Regierungsbildung in den Niederlanden: Ein verrücktes Pokerspiel

Der Populismus ist besiegt, jubelte ganz Europa nach den Wahlen in den Niederlanden am 15. März, und dann wandte man sich wieder den eigenen Sorgen zu. Dabei hinterließen die Wahlen die Niederlande in einer schweren Krise. Wie sollte eine Regierung gebildet werden können? In meinen ersten beiden Beiträgen zu diesem Thema habe ich die ersten 61 Tage der Regierungsbildung geschildert, die dem Versuch gewidmet waren, eine Koalition aus rechtsliberaler VVD, dem christlich-demokratischen CDA, den linksliberalen D66 und den Grünlinken zu ermöglichen. In diesem Beitrag möchte ich die weitere Entwicklung nachzeichnen.

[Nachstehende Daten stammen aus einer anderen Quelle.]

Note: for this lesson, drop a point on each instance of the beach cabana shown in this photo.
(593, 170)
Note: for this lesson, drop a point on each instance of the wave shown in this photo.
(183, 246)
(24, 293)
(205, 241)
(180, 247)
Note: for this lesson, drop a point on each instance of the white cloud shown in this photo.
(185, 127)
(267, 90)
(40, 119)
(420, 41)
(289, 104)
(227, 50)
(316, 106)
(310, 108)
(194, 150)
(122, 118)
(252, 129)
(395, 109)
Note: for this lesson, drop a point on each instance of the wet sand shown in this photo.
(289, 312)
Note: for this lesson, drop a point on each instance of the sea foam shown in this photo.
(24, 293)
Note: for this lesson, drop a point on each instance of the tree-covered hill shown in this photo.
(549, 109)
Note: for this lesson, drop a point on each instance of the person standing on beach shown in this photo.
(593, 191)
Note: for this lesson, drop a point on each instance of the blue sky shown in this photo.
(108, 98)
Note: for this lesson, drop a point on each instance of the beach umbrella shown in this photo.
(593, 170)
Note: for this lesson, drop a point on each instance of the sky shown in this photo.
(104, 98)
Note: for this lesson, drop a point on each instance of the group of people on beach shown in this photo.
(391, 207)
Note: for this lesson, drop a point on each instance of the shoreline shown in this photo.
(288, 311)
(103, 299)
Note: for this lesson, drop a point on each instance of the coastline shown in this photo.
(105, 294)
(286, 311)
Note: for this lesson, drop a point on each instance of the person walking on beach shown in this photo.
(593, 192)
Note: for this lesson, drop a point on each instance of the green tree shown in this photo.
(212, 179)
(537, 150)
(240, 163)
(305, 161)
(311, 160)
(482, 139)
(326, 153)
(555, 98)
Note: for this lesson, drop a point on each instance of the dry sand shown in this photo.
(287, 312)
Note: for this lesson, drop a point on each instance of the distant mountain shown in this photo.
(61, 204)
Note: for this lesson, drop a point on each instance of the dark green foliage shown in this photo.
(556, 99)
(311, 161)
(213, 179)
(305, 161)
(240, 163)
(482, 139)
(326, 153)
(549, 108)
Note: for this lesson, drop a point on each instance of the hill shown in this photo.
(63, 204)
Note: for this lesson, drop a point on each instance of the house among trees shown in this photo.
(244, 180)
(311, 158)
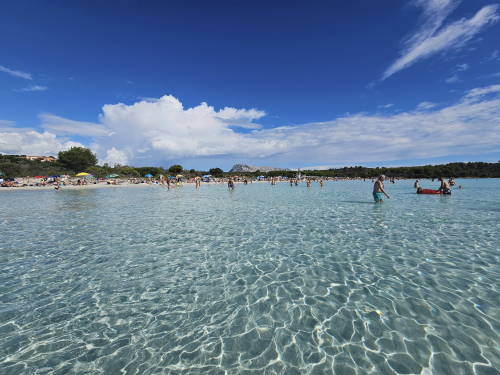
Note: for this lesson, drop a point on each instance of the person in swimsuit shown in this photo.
(445, 186)
(378, 190)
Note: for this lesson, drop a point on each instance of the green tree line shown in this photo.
(79, 159)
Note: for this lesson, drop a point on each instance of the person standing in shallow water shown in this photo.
(378, 190)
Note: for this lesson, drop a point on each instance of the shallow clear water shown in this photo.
(264, 279)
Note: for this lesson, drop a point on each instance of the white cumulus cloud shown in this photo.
(155, 132)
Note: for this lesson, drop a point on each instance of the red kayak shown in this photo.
(430, 191)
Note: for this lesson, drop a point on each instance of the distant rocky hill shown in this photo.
(251, 168)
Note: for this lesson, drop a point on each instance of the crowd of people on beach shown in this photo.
(58, 182)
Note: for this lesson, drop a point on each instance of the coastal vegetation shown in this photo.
(79, 159)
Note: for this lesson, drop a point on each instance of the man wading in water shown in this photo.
(378, 190)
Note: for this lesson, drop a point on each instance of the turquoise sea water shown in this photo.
(261, 280)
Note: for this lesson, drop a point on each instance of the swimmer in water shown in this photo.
(378, 190)
(445, 186)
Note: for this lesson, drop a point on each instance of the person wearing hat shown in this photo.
(378, 189)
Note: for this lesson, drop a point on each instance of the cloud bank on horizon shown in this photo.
(156, 131)
(432, 37)
(163, 129)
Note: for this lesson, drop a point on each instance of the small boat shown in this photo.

Die Regierungsbildung oder „Formatie“, wie die Niederländer sagen, ist ein Theater, ein Pokerspiel. Direkt nach der Wahl waren die Parteien aufgefordert worden, „het landsbelang“, also das nationale Interesse über ihre egoistischen und wahltaktischen Interessen zu stellen. Doch das ist für viele Parteien nicht leicht. Nehmen wir zum Beispiel die Grünlinken: Sie hätten gern mitregiert, konnten sich aber keine großen Kompromisse leisten. In einem vornehmlich rechten „Motorblock“, wie die drei anderen Parteien genannt werden, die sich weitgehend einig sind, hätten sie kaum Gewicht gehabt. Die Sozialdemokraten, die in der noch geschäftsführenden Regierung sitzen, verloren bei den Wahlen 29 Sitze und wurden von der zweit- zur siebtstärksten Fraktion degradiert, weil ihr Profil für die Wähler neben Ministerpräsident Ruttes VVD nicht zu erkennen war. Die Grünlinken wollten sich dieses Schicksal in einer möglichen künftigen Regierung mit rechten Parteien ersparen und stellten daher hohe Anforderungen an ihre Teilnahme an der Regierung. So scheiterten trotz großer Bemühungen diese Verhandlungen.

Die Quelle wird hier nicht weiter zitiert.